Hacker News new | past | comments | ask | show | jobs | submit login
There are over one trillion SQLite databases in active use (sqlite.org)
148 points by nothrowaways on Dec 6, 2021 | hide | past | favorite | 86 comments



SQLlite has also got probably the most well-tested code of conduct of any open source project in the world (aside from the other open source projects which use this CoC)

https://sqlite.org/codeofethics.html


I don't think anyone can reasonably get angry over someone else following these. Good rules.


> Speak no useless words or words that move to laughter.

I'm extremely biased coming from a family with a long tradition of atheism and even anticlerical "militantism".


PS: the second line here, though true, is meant as a meta-joke contradicting the quoted commandment


Haha I’d love to agree but it seems there are plenty of people in this thread that are upset about it nonetheless


You can find that just about any statement will result in plenty of people being upset about it. We in the first world society have made life so resource abundant that people need to invent new ways to be seen as a victim, be offended by anything or oppressed in some way.


Well, you can agree, and they can continue being upset about other people's life choices. Letting the pop vox dictate your speech isn't wise.


> Be in dread of hell.

I have thought about this one a bit, as an Atheist, and frankly, I have a problem with it. Ok, heaven, yes. Eternal peace and love, sounds great. Hell, obviously bad, the torture, the pain. But, to suffer pain I need to be conscious, awake, aware.

For all Eternity.

And surely the Demons must take breaks. nip out for a quick fag. Maybe a long lunch at the pub. I mean they might not tell Satan they were doing it - these are evil beings after all, not known for following the rules. So 15 minutes here, an hour there. Over a week it will add up.

And weeks add up over all of eternity for infinite time.

I mean. You could manage. If you knew you had infinite time, to think, to be. Compared to my belief, extinction, Hell is probably good runners up medal.


I wonder if they've ever had to enforce "Be not drowsy" or "Be in dread of hell".

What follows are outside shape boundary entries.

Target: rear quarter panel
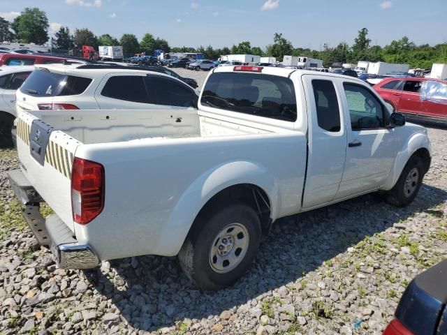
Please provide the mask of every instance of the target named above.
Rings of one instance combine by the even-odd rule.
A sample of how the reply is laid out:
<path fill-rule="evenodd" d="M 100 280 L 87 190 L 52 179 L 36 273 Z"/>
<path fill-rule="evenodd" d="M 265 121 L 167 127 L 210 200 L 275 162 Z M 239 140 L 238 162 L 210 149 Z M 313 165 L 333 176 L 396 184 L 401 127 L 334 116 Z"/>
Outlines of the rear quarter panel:
<path fill-rule="evenodd" d="M 263 188 L 273 220 L 298 212 L 306 140 L 298 132 L 147 140 L 81 145 L 76 156 L 101 163 L 105 173 L 104 209 L 88 225 L 75 225 L 77 239 L 101 260 L 172 256 L 200 209 L 230 186 Z"/>

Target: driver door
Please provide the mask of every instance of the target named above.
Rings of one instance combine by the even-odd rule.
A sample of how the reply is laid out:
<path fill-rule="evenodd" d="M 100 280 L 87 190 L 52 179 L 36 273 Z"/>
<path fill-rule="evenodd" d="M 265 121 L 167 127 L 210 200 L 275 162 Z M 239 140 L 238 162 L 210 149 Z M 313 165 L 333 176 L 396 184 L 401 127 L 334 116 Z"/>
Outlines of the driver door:
<path fill-rule="evenodd" d="M 380 187 L 391 170 L 397 150 L 394 130 L 386 126 L 389 112 L 376 94 L 353 82 L 344 81 L 342 89 L 348 145 L 336 199 Z"/>

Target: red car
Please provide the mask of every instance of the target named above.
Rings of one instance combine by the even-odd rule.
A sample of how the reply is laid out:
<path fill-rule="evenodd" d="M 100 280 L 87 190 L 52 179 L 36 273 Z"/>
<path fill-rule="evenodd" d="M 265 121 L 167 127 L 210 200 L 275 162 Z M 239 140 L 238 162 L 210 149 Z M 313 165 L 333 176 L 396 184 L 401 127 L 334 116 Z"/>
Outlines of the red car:
<path fill-rule="evenodd" d="M 51 56 L 44 56 L 38 54 L 17 54 L 8 52 L 0 54 L 0 66 L 3 65 L 34 65 L 34 64 L 49 64 L 51 63 L 58 63 L 66 59 L 64 57 L 53 57 Z"/>
<path fill-rule="evenodd" d="M 430 78 L 387 78 L 373 87 L 408 119 L 447 124 L 447 82 Z"/>

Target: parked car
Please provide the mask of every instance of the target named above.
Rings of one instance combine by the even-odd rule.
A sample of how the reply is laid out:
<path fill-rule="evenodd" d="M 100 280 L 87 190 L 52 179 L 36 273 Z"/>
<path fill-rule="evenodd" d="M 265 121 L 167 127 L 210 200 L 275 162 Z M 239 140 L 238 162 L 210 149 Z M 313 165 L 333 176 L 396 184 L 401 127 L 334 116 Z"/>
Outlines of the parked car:
<path fill-rule="evenodd" d="M 19 114 L 21 170 L 10 182 L 60 267 L 178 255 L 201 289 L 222 288 L 251 266 L 278 218 L 379 190 L 406 206 L 430 168 L 427 130 L 357 78 L 221 66 L 198 106 Z M 46 221 L 43 200 L 55 213 Z"/>
<path fill-rule="evenodd" d="M 23 54 L 34 54 L 36 53 L 36 52 L 30 50 L 29 49 L 15 49 L 13 50 L 13 52 Z"/>
<path fill-rule="evenodd" d="M 208 61 L 206 59 L 199 59 L 194 61 L 188 65 L 188 68 L 190 70 L 196 70 L 200 71 L 200 70 L 211 70 L 216 67 L 214 62 L 212 61 Z"/>
<path fill-rule="evenodd" d="M 169 68 L 187 68 L 189 64 L 191 63 L 191 59 L 176 59 L 168 64 Z"/>
<path fill-rule="evenodd" d="M 447 260 L 418 274 L 402 295 L 383 335 L 447 334 Z"/>
<path fill-rule="evenodd" d="M 349 77 L 353 77 L 355 78 L 358 77 L 357 73 L 353 70 L 344 70 L 341 74 L 344 75 L 349 75 Z"/>
<path fill-rule="evenodd" d="M 0 71 L 0 147 L 13 145 L 11 129 L 16 117 L 15 91 L 34 66 L 8 66 Z"/>
<path fill-rule="evenodd" d="M 166 75 L 169 75 L 170 76 L 173 76 L 175 78 L 179 79 L 180 80 L 182 80 L 182 82 L 186 82 L 186 84 L 188 84 L 189 86 L 191 86 L 193 89 L 196 89 L 197 87 L 198 87 L 198 84 L 197 84 L 197 81 L 193 78 L 187 78 L 185 77 L 182 77 L 180 76 L 178 73 L 177 73 L 176 72 L 165 68 L 164 66 L 147 66 L 147 68 L 148 70 L 150 70 L 152 71 L 155 71 L 155 72 L 160 72 L 161 73 L 166 73 Z"/>
<path fill-rule="evenodd" d="M 430 85 L 439 96 L 421 96 L 421 89 Z M 429 78 L 392 77 L 382 80 L 374 89 L 395 110 L 414 121 L 447 124 L 447 82 Z M 433 95 L 433 94 L 432 94 Z"/>
<path fill-rule="evenodd" d="M 36 66 L 17 91 L 17 110 L 196 108 L 198 93 L 183 81 L 138 66 Z"/>
<path fill-rule="evenodd" d="M 43 56 L 41 54 L 22 54 L 9 52 L 0 54 L 0 66 L 17 66 L 17 65 L 34 65 L 34 64 L 50 64 L 53 63 L 61 63 L 67 58 L 59 57 Z"/>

Isn’t SQLite essentially not accepting outside contributions at all? In such a case this CoC really might work just fine.

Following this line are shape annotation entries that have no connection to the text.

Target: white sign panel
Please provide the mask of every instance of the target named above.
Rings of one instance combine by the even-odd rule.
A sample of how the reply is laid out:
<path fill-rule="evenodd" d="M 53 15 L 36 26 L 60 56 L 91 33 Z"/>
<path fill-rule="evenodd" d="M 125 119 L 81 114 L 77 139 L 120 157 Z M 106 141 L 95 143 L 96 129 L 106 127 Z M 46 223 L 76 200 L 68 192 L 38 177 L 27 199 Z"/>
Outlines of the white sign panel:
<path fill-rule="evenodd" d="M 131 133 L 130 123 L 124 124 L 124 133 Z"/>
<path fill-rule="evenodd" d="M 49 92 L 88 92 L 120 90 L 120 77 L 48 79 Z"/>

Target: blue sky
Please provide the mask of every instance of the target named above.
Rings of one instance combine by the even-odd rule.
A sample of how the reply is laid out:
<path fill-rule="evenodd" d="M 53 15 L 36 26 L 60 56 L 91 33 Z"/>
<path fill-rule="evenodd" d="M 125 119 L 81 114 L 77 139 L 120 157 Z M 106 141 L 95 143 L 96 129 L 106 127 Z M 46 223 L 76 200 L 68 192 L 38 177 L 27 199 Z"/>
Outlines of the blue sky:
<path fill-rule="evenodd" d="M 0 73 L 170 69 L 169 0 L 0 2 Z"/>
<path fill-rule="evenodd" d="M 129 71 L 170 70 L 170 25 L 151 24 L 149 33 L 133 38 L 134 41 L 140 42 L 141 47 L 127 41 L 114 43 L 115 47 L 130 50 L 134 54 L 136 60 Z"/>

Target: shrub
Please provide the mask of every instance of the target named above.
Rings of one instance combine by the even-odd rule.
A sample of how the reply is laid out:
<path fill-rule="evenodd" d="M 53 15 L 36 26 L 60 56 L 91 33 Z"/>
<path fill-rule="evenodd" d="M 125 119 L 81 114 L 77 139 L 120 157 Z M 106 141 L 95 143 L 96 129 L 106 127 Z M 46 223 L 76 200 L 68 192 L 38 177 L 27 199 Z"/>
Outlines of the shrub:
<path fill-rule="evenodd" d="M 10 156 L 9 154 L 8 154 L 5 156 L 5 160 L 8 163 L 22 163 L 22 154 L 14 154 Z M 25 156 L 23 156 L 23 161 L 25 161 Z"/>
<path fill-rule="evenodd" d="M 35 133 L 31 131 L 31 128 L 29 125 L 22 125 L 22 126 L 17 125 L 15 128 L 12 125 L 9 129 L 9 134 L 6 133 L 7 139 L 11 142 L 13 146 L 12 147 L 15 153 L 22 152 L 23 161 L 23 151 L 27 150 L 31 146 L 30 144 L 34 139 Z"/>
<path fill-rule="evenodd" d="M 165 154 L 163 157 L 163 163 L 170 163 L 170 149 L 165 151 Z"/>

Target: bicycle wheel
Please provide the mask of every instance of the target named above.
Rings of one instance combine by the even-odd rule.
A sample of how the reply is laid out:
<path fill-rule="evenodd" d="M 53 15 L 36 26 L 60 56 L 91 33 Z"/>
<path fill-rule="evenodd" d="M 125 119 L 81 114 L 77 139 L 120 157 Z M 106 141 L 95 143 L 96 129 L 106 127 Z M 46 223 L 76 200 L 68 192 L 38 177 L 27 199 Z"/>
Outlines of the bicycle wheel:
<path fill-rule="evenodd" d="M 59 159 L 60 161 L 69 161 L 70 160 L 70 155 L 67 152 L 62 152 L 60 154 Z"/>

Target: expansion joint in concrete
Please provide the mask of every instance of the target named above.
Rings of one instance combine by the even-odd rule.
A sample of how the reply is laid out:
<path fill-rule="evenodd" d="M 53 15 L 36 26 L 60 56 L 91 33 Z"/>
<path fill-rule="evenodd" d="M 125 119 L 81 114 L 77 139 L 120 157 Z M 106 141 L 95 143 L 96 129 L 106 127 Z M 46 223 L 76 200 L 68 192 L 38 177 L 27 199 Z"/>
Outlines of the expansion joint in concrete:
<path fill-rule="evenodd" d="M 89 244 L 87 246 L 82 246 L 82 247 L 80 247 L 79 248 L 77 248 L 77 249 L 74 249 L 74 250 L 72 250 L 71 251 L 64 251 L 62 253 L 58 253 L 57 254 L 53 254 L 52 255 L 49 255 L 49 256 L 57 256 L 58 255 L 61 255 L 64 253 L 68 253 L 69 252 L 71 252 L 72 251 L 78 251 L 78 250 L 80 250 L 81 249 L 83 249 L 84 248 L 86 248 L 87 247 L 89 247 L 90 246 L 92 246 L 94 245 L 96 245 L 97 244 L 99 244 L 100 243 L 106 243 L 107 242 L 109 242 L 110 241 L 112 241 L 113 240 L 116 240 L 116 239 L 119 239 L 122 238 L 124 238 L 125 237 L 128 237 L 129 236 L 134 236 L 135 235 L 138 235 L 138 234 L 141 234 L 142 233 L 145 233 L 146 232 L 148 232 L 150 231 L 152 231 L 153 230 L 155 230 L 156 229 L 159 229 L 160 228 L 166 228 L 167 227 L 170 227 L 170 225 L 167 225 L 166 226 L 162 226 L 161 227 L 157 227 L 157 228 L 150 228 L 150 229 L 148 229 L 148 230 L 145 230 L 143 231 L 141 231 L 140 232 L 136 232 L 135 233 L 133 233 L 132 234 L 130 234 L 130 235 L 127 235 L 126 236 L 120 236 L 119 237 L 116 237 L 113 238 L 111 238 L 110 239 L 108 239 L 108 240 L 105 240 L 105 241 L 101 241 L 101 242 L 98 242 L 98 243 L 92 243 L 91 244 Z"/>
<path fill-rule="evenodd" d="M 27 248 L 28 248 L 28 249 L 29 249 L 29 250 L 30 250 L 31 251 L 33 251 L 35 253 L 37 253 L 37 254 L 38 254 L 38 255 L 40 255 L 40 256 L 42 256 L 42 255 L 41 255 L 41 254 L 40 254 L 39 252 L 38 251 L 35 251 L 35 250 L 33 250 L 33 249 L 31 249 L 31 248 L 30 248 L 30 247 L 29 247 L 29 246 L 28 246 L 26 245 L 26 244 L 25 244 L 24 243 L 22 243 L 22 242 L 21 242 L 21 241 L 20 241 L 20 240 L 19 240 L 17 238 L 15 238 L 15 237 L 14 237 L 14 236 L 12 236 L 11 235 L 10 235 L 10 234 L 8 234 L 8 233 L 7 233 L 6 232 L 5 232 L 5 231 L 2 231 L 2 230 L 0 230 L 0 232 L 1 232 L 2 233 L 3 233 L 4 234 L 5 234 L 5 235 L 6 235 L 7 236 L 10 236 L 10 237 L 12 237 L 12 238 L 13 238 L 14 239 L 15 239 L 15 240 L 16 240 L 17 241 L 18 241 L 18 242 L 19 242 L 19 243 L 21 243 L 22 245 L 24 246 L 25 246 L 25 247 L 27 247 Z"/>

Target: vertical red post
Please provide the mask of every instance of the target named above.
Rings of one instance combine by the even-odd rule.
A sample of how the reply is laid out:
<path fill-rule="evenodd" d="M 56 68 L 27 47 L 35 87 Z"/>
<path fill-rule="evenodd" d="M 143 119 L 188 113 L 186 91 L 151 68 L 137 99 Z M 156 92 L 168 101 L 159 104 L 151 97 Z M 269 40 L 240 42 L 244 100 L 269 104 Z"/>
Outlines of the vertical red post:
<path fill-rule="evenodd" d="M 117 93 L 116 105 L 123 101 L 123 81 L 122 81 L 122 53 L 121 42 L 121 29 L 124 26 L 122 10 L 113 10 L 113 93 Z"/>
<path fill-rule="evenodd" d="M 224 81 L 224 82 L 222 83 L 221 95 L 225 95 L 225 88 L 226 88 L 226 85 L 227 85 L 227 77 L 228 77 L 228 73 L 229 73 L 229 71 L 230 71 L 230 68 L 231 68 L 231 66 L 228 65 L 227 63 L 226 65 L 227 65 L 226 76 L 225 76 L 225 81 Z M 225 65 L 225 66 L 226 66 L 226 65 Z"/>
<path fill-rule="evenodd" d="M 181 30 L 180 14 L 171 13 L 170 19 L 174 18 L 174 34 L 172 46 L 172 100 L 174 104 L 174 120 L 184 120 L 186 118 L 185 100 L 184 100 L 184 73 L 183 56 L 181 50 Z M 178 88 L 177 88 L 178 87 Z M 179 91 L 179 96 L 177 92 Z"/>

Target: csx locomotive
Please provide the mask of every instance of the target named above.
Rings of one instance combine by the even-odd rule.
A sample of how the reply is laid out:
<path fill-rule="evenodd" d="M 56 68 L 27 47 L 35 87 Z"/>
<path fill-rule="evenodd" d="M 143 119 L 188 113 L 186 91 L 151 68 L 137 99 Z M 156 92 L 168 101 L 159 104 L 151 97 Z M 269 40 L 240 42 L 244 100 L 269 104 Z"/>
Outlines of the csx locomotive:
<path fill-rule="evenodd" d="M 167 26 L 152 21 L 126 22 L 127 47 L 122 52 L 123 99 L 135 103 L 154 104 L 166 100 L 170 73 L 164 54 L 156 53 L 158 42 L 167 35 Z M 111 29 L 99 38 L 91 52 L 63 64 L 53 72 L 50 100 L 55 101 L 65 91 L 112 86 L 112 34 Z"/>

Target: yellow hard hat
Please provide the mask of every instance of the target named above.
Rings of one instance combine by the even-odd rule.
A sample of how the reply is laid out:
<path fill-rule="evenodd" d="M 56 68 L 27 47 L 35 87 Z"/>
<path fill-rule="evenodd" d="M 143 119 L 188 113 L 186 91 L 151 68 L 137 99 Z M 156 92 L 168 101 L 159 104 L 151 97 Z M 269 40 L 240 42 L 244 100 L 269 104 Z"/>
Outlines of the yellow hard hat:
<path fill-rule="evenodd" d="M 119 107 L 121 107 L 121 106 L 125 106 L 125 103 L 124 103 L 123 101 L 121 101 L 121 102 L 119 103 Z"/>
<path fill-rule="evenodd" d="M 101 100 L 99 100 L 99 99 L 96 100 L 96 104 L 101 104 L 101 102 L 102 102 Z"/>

As would a red “GO AWAY” banner.


> This document continues to be used for its original purpose - providing a reference to fill in the "code of conduct" box on supplier registration forms.

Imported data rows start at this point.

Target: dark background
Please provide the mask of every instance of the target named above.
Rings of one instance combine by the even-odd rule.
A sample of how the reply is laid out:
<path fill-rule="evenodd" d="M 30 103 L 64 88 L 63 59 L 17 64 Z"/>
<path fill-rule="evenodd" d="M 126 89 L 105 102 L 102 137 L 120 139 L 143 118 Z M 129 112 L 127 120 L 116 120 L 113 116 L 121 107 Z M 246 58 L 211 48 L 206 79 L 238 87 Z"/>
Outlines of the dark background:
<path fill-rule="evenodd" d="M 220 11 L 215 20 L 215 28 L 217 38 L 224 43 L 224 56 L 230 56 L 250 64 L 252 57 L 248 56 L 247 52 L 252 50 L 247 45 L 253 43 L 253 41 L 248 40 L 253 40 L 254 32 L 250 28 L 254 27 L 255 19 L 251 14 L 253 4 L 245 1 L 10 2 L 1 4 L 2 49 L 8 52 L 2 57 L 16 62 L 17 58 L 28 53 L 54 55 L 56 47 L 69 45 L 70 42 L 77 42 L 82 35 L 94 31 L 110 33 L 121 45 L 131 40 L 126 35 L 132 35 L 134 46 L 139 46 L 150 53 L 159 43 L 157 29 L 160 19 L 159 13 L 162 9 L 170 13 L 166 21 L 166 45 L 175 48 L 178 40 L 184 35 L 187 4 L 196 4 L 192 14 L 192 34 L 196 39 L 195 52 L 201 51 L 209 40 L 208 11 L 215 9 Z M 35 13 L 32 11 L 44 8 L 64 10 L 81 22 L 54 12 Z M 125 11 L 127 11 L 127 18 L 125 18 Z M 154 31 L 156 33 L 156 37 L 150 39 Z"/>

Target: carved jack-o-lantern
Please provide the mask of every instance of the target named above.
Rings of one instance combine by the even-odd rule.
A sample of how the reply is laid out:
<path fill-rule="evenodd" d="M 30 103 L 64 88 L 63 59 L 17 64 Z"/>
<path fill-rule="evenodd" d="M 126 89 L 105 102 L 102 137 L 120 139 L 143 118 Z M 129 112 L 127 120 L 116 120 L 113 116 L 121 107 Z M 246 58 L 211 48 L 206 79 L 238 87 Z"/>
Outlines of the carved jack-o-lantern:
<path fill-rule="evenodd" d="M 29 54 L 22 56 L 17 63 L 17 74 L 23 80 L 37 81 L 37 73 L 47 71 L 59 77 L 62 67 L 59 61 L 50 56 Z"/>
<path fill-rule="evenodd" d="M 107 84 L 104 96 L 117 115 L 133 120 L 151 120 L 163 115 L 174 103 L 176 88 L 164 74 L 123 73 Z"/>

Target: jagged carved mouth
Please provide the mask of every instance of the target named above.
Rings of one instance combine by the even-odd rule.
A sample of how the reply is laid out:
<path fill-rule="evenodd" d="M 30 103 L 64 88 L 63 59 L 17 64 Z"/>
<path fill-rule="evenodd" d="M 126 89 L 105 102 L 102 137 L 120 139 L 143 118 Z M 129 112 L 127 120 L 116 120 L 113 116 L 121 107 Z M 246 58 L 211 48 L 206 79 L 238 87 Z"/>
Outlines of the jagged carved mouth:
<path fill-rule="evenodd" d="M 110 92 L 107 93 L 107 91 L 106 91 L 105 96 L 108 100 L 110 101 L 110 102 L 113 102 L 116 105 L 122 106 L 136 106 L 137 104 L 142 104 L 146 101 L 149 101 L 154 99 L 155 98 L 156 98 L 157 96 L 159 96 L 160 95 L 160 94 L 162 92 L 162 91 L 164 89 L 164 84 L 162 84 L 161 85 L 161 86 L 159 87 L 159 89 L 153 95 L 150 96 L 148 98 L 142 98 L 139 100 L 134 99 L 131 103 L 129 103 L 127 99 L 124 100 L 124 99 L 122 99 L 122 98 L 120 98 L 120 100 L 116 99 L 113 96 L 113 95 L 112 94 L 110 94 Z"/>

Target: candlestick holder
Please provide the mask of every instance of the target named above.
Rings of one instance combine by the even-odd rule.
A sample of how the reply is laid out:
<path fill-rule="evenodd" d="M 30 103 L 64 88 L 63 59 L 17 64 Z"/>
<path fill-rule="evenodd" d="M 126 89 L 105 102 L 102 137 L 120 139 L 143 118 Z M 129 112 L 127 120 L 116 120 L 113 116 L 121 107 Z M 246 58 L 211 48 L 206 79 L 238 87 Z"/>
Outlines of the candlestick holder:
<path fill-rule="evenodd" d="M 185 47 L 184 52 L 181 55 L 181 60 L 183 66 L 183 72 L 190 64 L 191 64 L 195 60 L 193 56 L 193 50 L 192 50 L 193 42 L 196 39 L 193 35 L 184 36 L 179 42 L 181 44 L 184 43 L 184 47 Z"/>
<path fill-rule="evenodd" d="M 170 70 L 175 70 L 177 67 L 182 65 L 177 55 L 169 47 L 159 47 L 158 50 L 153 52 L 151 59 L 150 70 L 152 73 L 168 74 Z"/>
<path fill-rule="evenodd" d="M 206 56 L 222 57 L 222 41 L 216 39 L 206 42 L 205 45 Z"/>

One of the examples of wildly successful "one-man-army" software (conceived of and built by a single person). See also: Redis, Linux, Doom/Quake, Steve Wozniak, jQuery, Python and countless obscure modern SaaS products.


Steve Wozniak was a software project?


>conceived of and built by a single person

Clearly Wozniak is Jesus.


Their extensive test library is proprietary, so they ensure the path of least resistance for companies is to hire themselves to make improvements to the library.

That has helped ensure there are no forks given quality would be inferior.

It also kept SQLite out of the browser since there are no competing implementations of it.


SQLite is extensively used in web browser codebases. If you check your Firefox profile, it's well-packed with SQLite databases.


I’m fairly sure that refers to https://en.wikipedia.org/wiki/Web_SQL_Database:

“Web SQL Database is a deprecated web browser API specification for storing data in databases that can be queried using SQL variant.

The API is supported by Google Chrome, Opera, and the Android Browser.

The W3C Web Applications Working Group ceased working on the specification in November 2010, citing a lack of independent implementations (i.e. using database system other than SQLite as the backend) as the reason the specification could not move forward to become a W3C Recommendation.”


I see, thanks. I don't totally agree, though. The comment implied that SQLite's test suite being proprietary is what "kept SQLite out of the browser" by preventing forks, when what kept SQLite out of the browser was just that there were no other high-quality embeddable SQL libraries. Perhaps the test suite being non-proprietary would have allowed for easier forking, but the lack of an available open test suite certainly doesn't *prevent* forks of a public domain codebase, and nothing prevents competing embedded SQL libraries other than the lack of motivation to compete with SQLite.

Even if SQLite's test suite was open, I wouldn't see any big forks taking off, because why would you really want to build a competitor to something that's already super easy and free to use, extremely high quality, very high performance? What really is the drive? If SQLite ever does something the community really doesn't like, then a fork would be worth starting, but unless that happens, I don't see any point, and I really don't see that happening any time soon, given the consistent quality and power of SQLite.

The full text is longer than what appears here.